In 2009, the American Heart Association and the American Academy of Pediatrics issued a joint statement recommending routine pulse oximetry for all newborns before hospital discharge, but not in the first 24 hours, to improve the rate of detection of critical CHDs [6].

Oximetry values, documented during the first hour of life, can be influenced by multiple factors such as mode of delivery, gestational age, placement of the sensor, type of pulse oximeter used, or the administration of oxygen during resuscitation [13]. Preterm infants seem to take longer to establish a peripheral capillary oxygen saturation (SpO2) greater than 90% [14], which was in accordance with the results of the present study. While term newborns have a mean SpO2 of 93% at 15 minutes, preterm infants have a mean SpO2 of 89%.

Detection of CHD by pulse oximetry in the delivery room is confounded by the possibility of persistent ductus arteriosus and thus of overlooking ductal-dependent CHD. Oximetry in the first 24 hours also has a slightly higher incidence of false positive results due to transient pulmonary hypertension or retention of lung fluid [10]. On the other hand, postductal pulse oximetry assessed at 24 hours or later has been shown to be accurate in detecting CHD [15, 16, 17].

A pulse oximetry screening study for congenital heart defects in newborn infants found a sensitivity of 72-75% in the first 12 hours, specificity of 99% throughout the first day and an excellent negative predictive value, similar to prenatal ultrasound [18]. Sendelbach et al. found that pulse oximetry screening at four hours postpartum did not improve detection of critical CHD beyond clinical assessment, and they did not endorse routine pulse oximetry in otherwise healthy neonates [19]. The major difference between this study and the others was the time of SpO2 readings, four hours postpartum in their study compared to 24 hours or longer in other reported studies.

Our study proved excellent sensitivity and specificity throughout the periods of evaluation. To convey the relationship between sensitivity and specificity we elaborated the ROC curve and we expressed the global specificity of pulse oximetry by the area under the curve (AUC). The larger the AUC, the more precise is the test. In a meta-analysis, Thangaratinam et al [20]. found a similar ROC curve to the one obtained in the current study, with high sensitivity and specificity, but reported a lower rate of false-positive results if the pulse oximetry was performed after 24 hours of age. Indeed, in our study, the PPV was low at 30 minutes (conveying a high probability of false positive results), but was already 70% at one hour and higher at 24 hours.

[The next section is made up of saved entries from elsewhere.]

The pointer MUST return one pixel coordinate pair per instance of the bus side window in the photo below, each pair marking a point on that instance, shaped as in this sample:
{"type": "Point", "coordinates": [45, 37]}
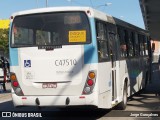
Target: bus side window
{"type": "Point", "coordinates": [136, 45]}
{"type": "Point", "coordinates": [102, 42]}
{"type": "Point", "coordinates": [130, 44]}
{"type": "Point", "coordinates": [123, 47]}
{"type": "Point", "coordinates": [133, 42]}
{"type": "Point", "coordinates": [140, 39]}
{"type": "Point", "coordinates": [145, 45]}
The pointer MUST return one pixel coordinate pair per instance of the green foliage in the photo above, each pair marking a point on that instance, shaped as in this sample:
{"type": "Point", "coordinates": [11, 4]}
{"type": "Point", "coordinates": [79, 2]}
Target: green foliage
{"type": "Point", "coordinates": [4, 37]}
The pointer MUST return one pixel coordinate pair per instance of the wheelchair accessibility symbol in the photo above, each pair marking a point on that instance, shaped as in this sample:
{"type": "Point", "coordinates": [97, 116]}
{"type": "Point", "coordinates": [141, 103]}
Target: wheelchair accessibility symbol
{"type": "Point", "coordinates": [27, 63]}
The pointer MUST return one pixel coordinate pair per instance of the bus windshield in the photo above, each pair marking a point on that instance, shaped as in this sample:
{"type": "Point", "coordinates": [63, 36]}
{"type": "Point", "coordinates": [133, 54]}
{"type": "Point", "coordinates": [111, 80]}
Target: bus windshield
{"type": "Point", "coordinates": [67, 28]}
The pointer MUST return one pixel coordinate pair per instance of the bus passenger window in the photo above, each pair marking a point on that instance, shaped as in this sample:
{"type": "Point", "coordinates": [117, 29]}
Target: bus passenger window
{"type": "Point", "coordinates": [145, 45]}
{"type": "Point", "coordinates": [43, 38]}
{"type": "Point", "coordinates": [140, 39]}
{"type": "Point", "coordinates": [102, 42]}
{"type": "Point", "coordinates": [123, 47]}
{"type": "Point", "coordinates": [136, 45]}
{"type": "Point", "coordinates": [130, 44]}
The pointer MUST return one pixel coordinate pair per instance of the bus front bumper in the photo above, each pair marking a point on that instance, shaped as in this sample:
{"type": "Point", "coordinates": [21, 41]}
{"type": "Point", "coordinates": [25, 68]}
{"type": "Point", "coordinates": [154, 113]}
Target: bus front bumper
{"type": "Point", "coordinates": [54, 100]}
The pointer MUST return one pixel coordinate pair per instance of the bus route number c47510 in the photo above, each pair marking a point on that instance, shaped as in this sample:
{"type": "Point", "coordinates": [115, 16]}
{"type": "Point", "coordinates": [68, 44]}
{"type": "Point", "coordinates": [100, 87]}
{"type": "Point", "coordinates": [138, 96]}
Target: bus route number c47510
{"type": "Point", "coordinates": [66, 62]}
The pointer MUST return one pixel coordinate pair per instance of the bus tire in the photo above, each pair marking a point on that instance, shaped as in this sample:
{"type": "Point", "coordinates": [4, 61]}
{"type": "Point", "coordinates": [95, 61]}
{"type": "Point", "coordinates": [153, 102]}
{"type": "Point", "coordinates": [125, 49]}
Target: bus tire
{"type": "Point", "coordinates": [122, 105]}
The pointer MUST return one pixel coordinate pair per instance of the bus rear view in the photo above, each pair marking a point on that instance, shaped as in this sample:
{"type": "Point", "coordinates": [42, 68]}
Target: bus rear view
{"type": "Point", "coordinates": [48, 54]}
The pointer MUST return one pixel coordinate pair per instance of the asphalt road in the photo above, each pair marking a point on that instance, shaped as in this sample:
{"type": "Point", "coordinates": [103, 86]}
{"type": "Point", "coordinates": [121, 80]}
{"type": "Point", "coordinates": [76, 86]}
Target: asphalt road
{"type": "Point", "coordinates": [146, 102]}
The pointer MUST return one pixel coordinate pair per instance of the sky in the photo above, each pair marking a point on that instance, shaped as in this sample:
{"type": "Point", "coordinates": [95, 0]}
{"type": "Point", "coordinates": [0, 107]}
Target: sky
{"type": "Point", "coordinates": [127, 10]}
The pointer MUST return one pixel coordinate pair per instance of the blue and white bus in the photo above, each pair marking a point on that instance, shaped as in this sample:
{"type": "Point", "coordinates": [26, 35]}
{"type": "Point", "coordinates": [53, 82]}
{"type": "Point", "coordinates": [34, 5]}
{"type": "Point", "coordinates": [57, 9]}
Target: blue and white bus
{"type": "Point", "coordinates": [76, 56]}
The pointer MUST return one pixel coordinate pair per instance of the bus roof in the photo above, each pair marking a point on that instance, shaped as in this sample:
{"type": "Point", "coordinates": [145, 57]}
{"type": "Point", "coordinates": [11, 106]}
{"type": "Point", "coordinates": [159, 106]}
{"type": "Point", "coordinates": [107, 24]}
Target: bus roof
{"type": "Point", "coordinates": [92, 13]}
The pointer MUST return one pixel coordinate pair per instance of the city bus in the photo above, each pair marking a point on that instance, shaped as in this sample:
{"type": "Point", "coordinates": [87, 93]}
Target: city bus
{"type": "Point", "coordinates": [76, 56]}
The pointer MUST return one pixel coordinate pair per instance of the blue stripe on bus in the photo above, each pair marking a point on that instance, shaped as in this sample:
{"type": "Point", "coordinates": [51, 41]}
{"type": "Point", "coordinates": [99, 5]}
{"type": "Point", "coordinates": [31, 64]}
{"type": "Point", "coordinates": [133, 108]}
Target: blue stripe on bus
{"type": "Point", "coordinates": [13, 56]}
{"type": "Point", "coordinates": [90, 50]}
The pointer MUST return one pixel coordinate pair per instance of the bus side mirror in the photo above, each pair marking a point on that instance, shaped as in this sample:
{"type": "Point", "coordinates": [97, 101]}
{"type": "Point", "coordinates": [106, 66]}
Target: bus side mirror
{"type": "Point", "coordinates": [153, 46]}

Pulse oximetry can be of limited value in infants with poor peripheral perfusion, cardiac arrhythmias or environmental factors. The main limitation of pulse oximetry as a screening method of CHD is the risk of false negative results. The use of preductal and postductal blood oxygen saturation difference may further improve the detection of critical CHDs [21].

Conclusions

Pulse oximetry has been proven to be a feasible assessment for all levels of maternity hospitals, as it is inexpensive, easy to use with minimal training and acceptable to both parents and caregivers [3, 9, 22].

Pulse oximetry during the first 24 hours postpartum can be considered indicative of CHD, thus allowing early diagnosis and timely therapeutic intervention. The sensitivity and specificity of pulse oximetry, as well as its low cost and high compliance by both parents and health care personnel, warrant its use as a screening method for the identification of CHD.